Recently this was verified during my presentation at the HAI RR FIRC where almost all experienced CFIs thought they were using SBT in their curriculums but admitted afterwards that they really did not have a clear understanding of the FITS SBT Methodology and what the concepts and elements bring to improving instruction and reducing accidents. Many after the presentation asked thatI I be available to educate them and get them qualified as FITS Facilitators.


For many years, I like a great many CFIs would use scenarios with our students. Things like try to get them turned around and lost, be a panicked passenger, direct them due to 'bad weather' to a small airport, etc. But none of this to the degree of SBT. Due to the nature of the aviation industry, we all tend to be conservative. New things take a while to catch on. It takes a while for the majority to see the benefits of the new ways. Keep in mind the old ways got to be the old ways for a reason. They work. That is not to say that the old ways are necessarily the best ways.
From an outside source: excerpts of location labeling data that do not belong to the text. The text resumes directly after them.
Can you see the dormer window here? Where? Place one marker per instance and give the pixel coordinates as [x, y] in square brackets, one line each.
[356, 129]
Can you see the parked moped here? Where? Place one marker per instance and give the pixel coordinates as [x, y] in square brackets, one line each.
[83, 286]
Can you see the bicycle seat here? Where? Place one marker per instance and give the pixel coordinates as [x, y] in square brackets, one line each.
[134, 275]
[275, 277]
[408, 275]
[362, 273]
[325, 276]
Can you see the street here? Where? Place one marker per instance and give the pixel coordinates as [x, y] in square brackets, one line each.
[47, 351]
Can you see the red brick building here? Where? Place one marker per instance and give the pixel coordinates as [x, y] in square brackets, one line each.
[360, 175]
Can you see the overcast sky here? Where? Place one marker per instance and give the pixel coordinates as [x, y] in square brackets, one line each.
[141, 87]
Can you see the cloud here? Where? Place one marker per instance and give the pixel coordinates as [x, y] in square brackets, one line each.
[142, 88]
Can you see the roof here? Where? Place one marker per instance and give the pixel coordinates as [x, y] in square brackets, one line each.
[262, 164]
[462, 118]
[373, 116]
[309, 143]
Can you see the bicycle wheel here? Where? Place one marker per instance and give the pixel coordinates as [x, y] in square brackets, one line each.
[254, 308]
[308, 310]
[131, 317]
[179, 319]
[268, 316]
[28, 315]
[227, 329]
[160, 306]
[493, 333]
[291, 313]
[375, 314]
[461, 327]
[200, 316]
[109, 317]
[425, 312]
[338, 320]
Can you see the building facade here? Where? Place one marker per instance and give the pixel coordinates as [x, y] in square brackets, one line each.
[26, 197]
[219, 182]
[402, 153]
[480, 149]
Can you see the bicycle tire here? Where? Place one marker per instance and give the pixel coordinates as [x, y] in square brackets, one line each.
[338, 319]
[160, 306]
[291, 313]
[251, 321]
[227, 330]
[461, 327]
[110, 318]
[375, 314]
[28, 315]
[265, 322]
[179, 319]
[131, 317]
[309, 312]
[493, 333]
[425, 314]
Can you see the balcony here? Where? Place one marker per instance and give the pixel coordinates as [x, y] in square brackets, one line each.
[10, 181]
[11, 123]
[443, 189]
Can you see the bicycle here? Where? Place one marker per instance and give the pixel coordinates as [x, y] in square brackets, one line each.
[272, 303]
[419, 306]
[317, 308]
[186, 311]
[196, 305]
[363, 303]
Beginning Tuesday, March 22nd, I will be participating in the FAASTeam Helicopter National Industry Workshop in Portland, Oregon. I will be working in the Flight Training Workshops both afternoons and available afterwards to talk with anyone attending about the workings and benefits of FITS SBT Methods, Concepts & elements.


Mike, I would love to attend but unfortunately, it is being held on the wrong coast.